Post by bjondon » Sun Aug 25, 2019 2:51 pm

Finnegan's Wake - Joyce
Not unrelated to our previous poster (just steal a copy from a friend [buying one would be way too intimidating] and open the first page). Ok so I'm not actually 'reading' it . . . just opening it at random like a Bible and never making the mistake of trying to read more than one page at a sitting. And yes, it's good. Nice one Jimmy.

On the Road - Kerouac
~ 'a strange, solitary, Catholic mystic' is the uncredited description of K on the back of my penguin. That isn't how he is popularly perceived, but it is an oddly inspiring book. My sister practically spits when she mentions it.
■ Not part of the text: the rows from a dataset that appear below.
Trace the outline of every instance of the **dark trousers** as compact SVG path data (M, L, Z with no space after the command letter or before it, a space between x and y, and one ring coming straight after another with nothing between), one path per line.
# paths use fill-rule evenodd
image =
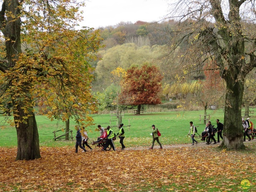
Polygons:
M214 143L216 142L216 140L215 140L215 138L214 138L214 135L212 135L211 133L210 134L210 135L208 137L208 138L207 138L206 142L207 143L209 143L210 142L210 141L211 140L211 138L212 139L212 140L214 142Z
M158 144L160 145L160 147L162 147L162 144L161 144L161 143L159 142L159 138L156 137L155 138L154 137L153 137L153 141L152 141L152 146L151 146L151 148L153 148L154 147L154 145L155 144L155 141L156 141Z
M82 141L77 141L76 142L76 152L77 153L78 150L78 146L79 147L81 148L82 149L84 150L84 151L86 151L86 149L84 147L82 146Z
M90 148L90 149L92 149L92 148L90 147L90 145L88 144L88 143L84 139L83 141L83 147L85 147L84 145L88 146Z
M254 136L256 135L256 129L253 129L252 130L252 135Z
M249 135L249 134L248 134L248 128L246 129L246 131L245 130L244 132L244 141L245 141L246 136L247 136L247 137L248 137L248 138L249 138L249 140L250 140L251 139L251 137L250 137L250 135Z
M121 144L121 145L122 145L122 149L124 148L125 148L125 146L124 144L124 137L120 137L120 143Z
M223 138L222 137L222 131L220 130L217 132L218 133L218 142L220 142L220 137L223 140Z
M114 151L116 150L116 148L115 148L115 145L114 144L114 142L113 142L113 139L112 138L110 139L108 139L108 140L107 140L107 142L105 144L105 145L104 146L104 148L103 148L103 149L104 150L106 150L109 145L110 145L110 146L112 147L112 148Z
Kerouac himself later made clear his hatred of the 'Beats' communistic aspirations and poured scorn on what he saw as the Hippies' love-and-peace soft soap misappropriations. Both groups claim him as a founding father, and this book does feel like part of the foundation myth of a certain type of americanistic idealism. But it is also something else entirely. I get a similar feeling reading Blake's poetry and trying to make head or tail of what he actually believed as opposed to what he hs come to stand for. I guess there's a compelling sense of authenticity that emanates from both, and whether that is being misunderstood by others, or whether they are tapping into it and making a genuine connection is a moot point.

Little Dorrit - Dickens
~ I'm reading at least three books at once these days, and very slowly. I lose out on the immersion but treat them as asort of medicine. Dickens is a consistent and surprising source of joy - I can read his paragraphs ten times and still laugh at the fine-tuned delicacy and insight of his little theatres. I keep hearing good things about Dombey and Son - looking forward to that.